Of course, these stories have to translate into a return on investment. ‘Especially within the corporate sector, video-content needs to achieve return on- investment and drive leads down a sales funnel,’ explains Spectrecom’s Ridley. ‘To ensure we can do that, we need to look at creating three types of video content. Often people have different names for these, but I tend to go by Hero, Hub and Help.

‘Hero content is our brand awareness. It’s eye-catching and attention grabbing and will initially engage your prospects to the top of the funnel, turning them into marketing qualified leads (MQLs). Hub content will educate those now familiar with your brand.

‘This video-content will highlight some of your services, explaining how you will help solve problems previously presented. This content will drive the MQLs down the funnel, turning them into sales-qualified leads (SQLs). Help content will then help sales teams convert those SQLs.’

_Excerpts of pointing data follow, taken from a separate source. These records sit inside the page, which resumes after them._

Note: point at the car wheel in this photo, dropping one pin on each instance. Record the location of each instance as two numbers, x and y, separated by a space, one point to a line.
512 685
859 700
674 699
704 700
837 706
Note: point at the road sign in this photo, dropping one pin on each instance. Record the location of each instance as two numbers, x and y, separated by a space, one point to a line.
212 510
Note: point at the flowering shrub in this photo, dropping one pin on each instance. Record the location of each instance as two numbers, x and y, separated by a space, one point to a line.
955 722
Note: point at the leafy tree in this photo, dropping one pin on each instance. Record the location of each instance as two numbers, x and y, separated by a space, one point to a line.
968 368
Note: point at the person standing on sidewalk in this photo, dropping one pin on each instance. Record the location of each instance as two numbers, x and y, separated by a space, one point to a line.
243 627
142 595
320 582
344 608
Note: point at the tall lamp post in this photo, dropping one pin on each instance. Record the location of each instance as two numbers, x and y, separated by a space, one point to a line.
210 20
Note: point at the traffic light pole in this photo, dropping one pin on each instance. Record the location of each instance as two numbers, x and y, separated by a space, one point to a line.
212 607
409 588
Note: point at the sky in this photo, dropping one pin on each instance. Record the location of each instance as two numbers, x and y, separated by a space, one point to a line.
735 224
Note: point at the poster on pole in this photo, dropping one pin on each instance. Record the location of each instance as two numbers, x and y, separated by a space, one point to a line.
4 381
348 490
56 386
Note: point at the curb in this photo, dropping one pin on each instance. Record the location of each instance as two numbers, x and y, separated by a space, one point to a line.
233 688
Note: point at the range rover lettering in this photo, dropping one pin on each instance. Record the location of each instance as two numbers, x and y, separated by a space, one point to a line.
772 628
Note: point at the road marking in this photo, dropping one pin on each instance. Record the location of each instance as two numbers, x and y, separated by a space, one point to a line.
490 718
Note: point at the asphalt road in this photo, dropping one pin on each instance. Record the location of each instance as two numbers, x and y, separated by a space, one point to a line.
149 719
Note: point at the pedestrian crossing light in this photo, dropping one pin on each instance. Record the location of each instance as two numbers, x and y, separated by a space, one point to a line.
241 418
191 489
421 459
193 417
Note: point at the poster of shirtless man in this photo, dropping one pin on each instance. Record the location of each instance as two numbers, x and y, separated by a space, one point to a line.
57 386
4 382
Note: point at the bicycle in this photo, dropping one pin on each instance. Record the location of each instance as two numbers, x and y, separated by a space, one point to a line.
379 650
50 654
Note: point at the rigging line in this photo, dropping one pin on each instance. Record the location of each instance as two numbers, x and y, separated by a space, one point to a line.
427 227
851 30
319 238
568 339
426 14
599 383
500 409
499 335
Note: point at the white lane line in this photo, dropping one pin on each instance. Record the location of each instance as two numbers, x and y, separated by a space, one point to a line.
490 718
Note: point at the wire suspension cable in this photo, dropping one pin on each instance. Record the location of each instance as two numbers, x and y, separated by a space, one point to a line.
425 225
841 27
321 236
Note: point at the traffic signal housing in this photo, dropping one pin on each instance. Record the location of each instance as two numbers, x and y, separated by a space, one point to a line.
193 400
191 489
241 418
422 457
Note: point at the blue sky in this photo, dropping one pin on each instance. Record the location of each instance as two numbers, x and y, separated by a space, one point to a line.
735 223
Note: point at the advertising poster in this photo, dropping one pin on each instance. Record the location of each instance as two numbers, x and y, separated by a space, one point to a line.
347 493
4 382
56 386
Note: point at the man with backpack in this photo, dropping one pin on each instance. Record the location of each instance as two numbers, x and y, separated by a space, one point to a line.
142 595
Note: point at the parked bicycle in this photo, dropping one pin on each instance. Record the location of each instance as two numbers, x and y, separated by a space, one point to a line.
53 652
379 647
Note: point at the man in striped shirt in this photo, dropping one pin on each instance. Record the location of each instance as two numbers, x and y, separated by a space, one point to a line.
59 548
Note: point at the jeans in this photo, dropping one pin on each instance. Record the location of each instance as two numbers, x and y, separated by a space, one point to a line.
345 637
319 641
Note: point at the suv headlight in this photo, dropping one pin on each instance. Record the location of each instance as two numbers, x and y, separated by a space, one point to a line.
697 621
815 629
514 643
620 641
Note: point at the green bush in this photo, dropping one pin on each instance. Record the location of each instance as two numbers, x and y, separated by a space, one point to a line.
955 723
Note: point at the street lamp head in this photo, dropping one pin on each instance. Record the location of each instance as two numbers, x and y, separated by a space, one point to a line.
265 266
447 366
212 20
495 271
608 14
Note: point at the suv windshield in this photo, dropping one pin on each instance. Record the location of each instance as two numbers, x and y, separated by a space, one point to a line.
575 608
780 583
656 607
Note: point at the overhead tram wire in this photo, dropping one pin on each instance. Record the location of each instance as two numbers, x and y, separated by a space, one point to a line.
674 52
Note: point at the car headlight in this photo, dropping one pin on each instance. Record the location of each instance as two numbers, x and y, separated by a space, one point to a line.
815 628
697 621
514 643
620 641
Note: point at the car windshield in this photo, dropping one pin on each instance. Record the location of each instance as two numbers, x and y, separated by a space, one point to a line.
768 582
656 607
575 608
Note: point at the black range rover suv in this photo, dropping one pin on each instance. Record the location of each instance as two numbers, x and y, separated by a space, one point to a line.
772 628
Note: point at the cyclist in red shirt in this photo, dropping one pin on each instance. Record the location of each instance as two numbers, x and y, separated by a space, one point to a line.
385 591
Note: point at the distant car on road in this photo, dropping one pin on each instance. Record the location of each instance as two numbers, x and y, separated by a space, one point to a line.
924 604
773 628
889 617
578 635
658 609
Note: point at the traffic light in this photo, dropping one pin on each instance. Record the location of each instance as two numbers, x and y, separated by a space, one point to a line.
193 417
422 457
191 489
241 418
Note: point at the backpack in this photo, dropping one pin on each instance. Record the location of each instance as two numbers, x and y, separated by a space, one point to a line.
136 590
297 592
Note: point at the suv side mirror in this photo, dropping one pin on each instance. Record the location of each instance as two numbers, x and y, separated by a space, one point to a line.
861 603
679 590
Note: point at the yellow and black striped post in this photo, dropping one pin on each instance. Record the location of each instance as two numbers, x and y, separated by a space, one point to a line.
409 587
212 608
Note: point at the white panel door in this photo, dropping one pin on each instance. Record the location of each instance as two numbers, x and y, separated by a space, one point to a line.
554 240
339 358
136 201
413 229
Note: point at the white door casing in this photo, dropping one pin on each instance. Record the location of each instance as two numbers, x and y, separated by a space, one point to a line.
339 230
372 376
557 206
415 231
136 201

All those acronyms might sound complex but, at their heart, they recognise that there are different stages for engaging potential customers, from raising brand awareness to reminding customers of how you can help them, and being present (at the top of their Google search) when they need you.

‘Telling stories is powerful but we need to take it back to the reason we tell a story – because people have that emotional connection and want to know more. Less is more. Enticing and intriguing an audience helps them to learn more about that brand,’ says Woodworth.

He adds that video can also be good for escapism – giving the audience a different perspective. ‘It’s still storytelling,’ he says. ‘It drives emotion better than any other communications, in my opinion. It appeals to all the senses. You can really connect with people. It’s a media that everyone is used to consuming.’

‘It’s a funny thing,’ says Cave. ‘Consumer brand markets have become brutal. No amount of TV advertising will work if the price and the customer experience isn’t right. Consumers have become unforgiving tyrants. Conversely, stock markets continue to be driven by sentiment.

‘Corporate brands are increasing in their value as an indicator of ethics, purpose and vision. And moving images are the most powerful way of making that branding tangible and meaningful. Anything that can be moving images, will be. This is all about the supposedly ‘soft’ emotional stuff, which more and more, is translating to hard commercial value.’